あの丘で、シリウスに願いを
そんな翔太を、信子が笑いとばした。
「いやだ、翔太先生。あなたの子供が生まれるわけじゃあるまいし。落ち着いて。まだまだ時間かかるわよ」

信子がバンと翔太の背中を叩く。
だが、翔太は両手に荷物を持ってあたふたとしている。


「ついさっき急患が入ってさ。洸平が処置してるんだけどまだかかりそうで。そっち代われば良かったな。とにかく急いで柊子ちゃんを病院に連れて行かなきゃ」

「六平先生が居てくれたし、こっちは大丈夫。
六平先生、私、歩いても大丈夫ですか?今は痛みもなくて落ち着いてます」
「なるべくゆっくり。水上さん、慌てなくていいから、ゆっくり移動しましょう」

狼狽えている翔太とは対照的にまことは落ち着いて柊子の手を握って彼女の身体を支える。
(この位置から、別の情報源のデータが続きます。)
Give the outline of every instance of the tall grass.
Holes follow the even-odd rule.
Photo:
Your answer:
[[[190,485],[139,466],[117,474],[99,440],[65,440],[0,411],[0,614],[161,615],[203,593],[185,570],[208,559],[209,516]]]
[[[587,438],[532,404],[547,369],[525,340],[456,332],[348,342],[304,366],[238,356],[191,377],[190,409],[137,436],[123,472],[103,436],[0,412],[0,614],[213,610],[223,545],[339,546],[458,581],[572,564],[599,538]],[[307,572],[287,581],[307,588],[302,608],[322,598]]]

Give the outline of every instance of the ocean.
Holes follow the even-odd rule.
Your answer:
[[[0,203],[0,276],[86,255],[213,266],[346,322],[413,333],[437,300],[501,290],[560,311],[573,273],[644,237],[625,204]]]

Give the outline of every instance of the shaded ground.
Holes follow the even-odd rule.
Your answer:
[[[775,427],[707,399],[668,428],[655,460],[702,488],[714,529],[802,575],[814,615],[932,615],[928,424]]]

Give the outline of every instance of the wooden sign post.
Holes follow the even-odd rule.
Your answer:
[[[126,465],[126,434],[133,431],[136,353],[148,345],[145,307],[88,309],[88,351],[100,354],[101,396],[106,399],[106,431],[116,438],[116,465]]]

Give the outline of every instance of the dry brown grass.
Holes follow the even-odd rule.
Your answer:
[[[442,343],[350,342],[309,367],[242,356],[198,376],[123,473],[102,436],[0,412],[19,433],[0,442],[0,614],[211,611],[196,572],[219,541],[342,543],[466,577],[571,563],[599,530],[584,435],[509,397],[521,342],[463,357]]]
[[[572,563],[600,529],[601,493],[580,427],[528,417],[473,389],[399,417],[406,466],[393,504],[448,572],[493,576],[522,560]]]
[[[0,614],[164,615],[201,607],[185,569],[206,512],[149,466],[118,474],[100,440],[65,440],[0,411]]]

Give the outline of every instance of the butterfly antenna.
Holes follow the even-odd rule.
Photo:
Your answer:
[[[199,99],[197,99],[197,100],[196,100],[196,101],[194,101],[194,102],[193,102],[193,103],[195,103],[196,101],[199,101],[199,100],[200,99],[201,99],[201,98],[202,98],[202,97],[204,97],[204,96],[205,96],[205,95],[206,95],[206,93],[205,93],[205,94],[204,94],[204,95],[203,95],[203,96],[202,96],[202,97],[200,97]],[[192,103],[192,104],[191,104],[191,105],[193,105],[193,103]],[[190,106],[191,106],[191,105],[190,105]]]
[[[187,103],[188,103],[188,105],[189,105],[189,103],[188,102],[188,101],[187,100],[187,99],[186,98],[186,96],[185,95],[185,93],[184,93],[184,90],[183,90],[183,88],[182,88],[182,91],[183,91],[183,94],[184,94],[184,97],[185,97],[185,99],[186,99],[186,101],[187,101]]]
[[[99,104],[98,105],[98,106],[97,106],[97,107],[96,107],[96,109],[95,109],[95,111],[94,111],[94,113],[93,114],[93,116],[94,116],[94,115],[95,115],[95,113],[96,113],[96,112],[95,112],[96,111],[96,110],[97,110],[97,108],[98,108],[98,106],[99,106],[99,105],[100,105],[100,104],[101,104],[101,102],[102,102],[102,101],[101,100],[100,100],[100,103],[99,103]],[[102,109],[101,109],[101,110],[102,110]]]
「柊子ちゃん!危ないよ。車椅子なかったっけ?それよりストレッチャーか。持って来させよう」
「翔太先生。大丈夫です。車椅子もストレッチャーも要りません。歩いて大丈夫ですから。さ、水上さん」
まことは、柊子の手を引いて歩きだす。

「でも…」

一人アタフタしている翔太に、まことは一つため息をついた。

「翔太先生。仮にも医者ですよね。専門外とはいえ、狼狽えすぎです。破水から出産が始まるなんて珍しいことじゃありません。
先生がそんなことでどうするんですか。
今、一番不安なのは柊子さんです。我々は、冷静に的確な判断をし、柊子さんが無事に出産できるよう最大限のお手伝いをしましょう」

淡々と正論を浴びせられ、翔太はポカンとその場に立ち尽くした。